Desde muy pronto se nos muestra que Charlie lleva en sus
entrañas un impulso asesino. India lo sabe y es, además, cómplice de uno de los
asesinatos: el de su amigo deseado y rechazado a la vez. Después de enterrar el
cadáver de éste, India se masturba en la ducha reviviendo la imagen de Charlie estrangulando
al amigo. Es la lujuria del impulso destructor que aflora en la protagonista, y
su dependencia de Charlie, semejante a la sumisión sexual de las barraganas de
Drácula. La semilla del mal que guarda India en su interior y su identificación
con la del tío se muestra a través de dos planos distanciados en la película;
en el primero, la joven prolonga sus ejercicios pianísticos extendiendo y
encogiendo las extremidades sobre la cama al son del ritmo que marca el
metrónomo (un parámetro musical, el ritmo, como metonimia de la atracción fatal
de la música); en el segundo, Charlie niño hace lo mismo sobre la tierra que
oculta a la víctima de su primer, horrendo, crimen.
Pero hay un punto de inflexión en la historia que
determina los acontecimientos de los últimos minutos de la película. Charlie
confiesa a India que también ha matado a su padre. La identificación de India
con el padre ha sido comentada a lo largo de la cinta, en especial las largas
jornadas de cetrería en las que éste ha enseñado a su hija cómo esperar el
momento propicio para abatir a su presa.

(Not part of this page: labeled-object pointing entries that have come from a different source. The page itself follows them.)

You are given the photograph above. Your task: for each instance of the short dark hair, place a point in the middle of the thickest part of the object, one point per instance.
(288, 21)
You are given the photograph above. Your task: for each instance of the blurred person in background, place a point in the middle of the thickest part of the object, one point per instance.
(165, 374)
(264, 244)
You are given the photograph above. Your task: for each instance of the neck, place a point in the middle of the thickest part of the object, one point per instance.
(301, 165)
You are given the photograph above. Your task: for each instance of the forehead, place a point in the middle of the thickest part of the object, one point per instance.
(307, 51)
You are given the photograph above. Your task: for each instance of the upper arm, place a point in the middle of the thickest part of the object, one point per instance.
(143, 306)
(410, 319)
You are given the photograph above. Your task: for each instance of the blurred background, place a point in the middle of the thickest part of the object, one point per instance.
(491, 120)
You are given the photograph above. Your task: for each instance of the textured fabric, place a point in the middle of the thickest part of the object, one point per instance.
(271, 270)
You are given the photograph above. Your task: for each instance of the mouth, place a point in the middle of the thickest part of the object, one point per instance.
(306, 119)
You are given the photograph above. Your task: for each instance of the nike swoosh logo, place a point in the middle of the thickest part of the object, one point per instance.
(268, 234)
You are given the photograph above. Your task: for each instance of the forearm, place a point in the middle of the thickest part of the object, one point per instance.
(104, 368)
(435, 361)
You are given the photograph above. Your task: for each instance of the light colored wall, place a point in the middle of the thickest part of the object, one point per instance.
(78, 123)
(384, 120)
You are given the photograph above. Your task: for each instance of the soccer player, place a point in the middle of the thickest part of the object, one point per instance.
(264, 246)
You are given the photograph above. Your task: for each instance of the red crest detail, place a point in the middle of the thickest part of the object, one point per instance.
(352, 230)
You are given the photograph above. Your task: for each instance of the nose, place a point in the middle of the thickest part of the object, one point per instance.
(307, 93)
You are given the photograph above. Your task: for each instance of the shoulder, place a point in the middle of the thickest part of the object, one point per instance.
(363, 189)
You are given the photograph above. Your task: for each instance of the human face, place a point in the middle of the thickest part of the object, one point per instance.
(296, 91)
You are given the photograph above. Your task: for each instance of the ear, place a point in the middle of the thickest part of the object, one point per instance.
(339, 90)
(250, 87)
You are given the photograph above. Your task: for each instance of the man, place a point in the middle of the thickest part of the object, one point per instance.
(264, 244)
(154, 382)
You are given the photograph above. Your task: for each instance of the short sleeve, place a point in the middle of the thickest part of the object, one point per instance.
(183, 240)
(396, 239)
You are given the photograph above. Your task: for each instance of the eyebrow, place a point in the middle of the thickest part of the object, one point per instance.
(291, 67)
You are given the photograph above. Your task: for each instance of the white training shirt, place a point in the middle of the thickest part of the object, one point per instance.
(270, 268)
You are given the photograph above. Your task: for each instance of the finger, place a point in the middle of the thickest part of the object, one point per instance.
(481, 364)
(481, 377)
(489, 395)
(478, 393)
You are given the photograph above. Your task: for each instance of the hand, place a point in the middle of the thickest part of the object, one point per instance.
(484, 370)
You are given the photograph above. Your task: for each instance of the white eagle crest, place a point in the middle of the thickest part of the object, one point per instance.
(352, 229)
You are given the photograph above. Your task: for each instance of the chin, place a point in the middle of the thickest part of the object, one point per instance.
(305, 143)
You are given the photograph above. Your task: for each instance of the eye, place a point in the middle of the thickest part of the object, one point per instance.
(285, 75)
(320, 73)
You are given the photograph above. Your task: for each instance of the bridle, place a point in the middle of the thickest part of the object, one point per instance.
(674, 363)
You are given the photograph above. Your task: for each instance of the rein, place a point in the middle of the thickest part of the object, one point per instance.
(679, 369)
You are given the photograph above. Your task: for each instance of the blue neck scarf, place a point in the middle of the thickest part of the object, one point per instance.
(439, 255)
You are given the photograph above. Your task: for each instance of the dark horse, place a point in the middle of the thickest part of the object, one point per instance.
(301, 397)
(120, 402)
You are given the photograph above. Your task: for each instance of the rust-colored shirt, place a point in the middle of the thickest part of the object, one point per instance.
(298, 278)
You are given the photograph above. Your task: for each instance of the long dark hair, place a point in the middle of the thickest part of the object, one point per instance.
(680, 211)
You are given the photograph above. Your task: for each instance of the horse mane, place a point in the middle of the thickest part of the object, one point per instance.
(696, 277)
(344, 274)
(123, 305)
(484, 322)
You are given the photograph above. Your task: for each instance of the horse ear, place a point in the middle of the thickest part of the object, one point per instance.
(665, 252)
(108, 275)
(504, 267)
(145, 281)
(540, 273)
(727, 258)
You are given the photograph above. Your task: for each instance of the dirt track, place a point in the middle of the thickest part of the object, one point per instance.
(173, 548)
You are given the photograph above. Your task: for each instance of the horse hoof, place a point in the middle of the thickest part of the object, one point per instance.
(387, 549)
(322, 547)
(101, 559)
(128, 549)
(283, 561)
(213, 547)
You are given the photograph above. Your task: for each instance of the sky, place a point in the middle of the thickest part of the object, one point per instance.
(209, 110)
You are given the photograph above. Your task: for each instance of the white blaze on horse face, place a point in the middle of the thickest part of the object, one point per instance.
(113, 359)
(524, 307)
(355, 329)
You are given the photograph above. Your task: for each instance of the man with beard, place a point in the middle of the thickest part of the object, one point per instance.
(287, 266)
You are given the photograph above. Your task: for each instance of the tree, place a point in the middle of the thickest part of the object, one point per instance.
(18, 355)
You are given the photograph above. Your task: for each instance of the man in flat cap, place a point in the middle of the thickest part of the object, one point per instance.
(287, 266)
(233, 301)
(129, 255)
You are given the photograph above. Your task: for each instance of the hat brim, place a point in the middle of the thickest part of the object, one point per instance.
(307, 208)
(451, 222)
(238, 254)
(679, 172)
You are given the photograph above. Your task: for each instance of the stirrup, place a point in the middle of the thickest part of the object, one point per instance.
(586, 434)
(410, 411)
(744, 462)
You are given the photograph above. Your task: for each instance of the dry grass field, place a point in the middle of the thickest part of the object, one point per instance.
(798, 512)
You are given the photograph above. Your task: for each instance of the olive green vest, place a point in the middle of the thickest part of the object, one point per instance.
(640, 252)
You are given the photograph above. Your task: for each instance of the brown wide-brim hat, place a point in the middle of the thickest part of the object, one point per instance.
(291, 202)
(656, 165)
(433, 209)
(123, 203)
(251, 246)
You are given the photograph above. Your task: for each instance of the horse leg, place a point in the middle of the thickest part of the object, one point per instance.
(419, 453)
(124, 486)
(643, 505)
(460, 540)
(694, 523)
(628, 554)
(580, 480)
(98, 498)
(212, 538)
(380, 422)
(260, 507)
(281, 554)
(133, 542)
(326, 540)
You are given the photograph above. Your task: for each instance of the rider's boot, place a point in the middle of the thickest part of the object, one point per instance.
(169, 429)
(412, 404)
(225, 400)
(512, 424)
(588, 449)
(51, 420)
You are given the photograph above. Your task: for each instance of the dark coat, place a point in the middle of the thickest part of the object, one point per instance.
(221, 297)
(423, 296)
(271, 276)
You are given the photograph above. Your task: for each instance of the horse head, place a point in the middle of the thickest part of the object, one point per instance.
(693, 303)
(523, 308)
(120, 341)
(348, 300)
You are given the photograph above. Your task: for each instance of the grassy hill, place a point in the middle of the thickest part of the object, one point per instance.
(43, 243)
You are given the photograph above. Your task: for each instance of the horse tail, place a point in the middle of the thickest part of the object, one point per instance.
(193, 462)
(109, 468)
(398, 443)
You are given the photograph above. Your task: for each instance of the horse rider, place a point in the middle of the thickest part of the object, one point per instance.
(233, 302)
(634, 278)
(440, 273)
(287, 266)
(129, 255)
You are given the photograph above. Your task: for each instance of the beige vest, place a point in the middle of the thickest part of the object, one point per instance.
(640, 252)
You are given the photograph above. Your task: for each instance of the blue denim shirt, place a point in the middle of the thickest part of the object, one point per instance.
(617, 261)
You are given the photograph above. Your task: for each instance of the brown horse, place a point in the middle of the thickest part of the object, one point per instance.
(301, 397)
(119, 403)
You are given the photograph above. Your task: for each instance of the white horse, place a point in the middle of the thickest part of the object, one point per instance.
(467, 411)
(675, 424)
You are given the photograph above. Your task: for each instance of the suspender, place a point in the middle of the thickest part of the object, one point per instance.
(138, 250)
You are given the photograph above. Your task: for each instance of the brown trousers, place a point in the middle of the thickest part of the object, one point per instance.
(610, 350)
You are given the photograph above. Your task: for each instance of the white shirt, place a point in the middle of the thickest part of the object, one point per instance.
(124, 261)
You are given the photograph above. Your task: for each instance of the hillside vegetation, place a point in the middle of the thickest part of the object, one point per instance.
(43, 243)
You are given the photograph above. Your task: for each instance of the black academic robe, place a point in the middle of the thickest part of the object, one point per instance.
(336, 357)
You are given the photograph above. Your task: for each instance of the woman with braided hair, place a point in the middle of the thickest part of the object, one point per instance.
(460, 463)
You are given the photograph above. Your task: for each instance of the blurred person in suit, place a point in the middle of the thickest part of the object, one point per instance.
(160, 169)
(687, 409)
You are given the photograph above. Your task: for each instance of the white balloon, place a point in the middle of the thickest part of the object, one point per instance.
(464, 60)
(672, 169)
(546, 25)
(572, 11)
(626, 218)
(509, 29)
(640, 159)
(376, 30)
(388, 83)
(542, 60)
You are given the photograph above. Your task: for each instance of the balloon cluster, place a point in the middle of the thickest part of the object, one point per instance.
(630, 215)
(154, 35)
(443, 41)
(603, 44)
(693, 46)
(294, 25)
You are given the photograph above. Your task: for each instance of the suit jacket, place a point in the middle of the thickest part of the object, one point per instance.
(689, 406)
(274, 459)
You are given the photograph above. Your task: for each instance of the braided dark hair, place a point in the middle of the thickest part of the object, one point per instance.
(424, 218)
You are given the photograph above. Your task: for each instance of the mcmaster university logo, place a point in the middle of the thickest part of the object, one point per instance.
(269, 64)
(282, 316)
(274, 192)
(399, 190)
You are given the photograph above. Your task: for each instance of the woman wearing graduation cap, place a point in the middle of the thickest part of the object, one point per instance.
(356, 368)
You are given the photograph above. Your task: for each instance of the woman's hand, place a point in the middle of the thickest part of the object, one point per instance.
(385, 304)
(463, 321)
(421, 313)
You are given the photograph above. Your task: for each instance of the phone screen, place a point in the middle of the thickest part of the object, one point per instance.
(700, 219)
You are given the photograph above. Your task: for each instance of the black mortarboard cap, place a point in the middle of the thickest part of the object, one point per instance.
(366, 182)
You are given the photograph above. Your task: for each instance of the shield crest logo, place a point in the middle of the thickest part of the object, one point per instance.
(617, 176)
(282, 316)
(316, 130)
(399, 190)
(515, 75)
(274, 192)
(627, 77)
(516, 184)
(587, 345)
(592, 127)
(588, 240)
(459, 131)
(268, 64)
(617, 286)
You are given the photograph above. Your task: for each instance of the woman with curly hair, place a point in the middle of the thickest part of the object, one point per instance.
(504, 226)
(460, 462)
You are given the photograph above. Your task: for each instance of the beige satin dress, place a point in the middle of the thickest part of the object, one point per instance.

Casi al tiempo de su confesión,
Charlie entrega a India su último regalo de cumpleaños, el correspondiente a
sus 18 años. Ya no son unas zapatillas deportivas, sino unos magníficos zapatos
de piel de cocodrilo. En el momento en que Charlie se los calza a India, ésta
se ve investida de su nueva, ineludible, condición de servidora del mal, de
concubina del vampiro. Pero, a la vez, esa fuerza destructiva asumida con la
fatalidad de los designios de la sangre la convierte en vengadora de su amado
padre. Como el joven caza-vampiros de Polanski, India, ataviada por vez primera
en la historia como una señorita (crisálida metamorfoseada en siniestra
mariposa), mata al vampiro, pero al precio de permanecer para siempre en el
reino de las sombras, en este caso de una manera obscenamente gozosa, como
muestra la última secuencia.
¿Cómo puede narrarse una historia tan innecesariamente
compleja y tan simplista a la vez, de tan romos perfiles psicológicos? Recurriendo
al ejercicio de estilo, planificando bellos encuadres, mostrando bellísimas
imágenes con la sangre salpicando al espectador y a las flores inocentes,
jugando con el fuera de campo, disponiendo un discurso hiperfragmentado que
mantiene en vilo al espectador pero que, también, lo fatiga. La sensación al
final de la película es que hemos asistido a Una sinfonía del horror de diseño, a una impostura, a un artificio
sustentado en la belleza de las imágenes. Pero para ese tipo de belleza ya
contamos con las producciones miserables de la publicidad.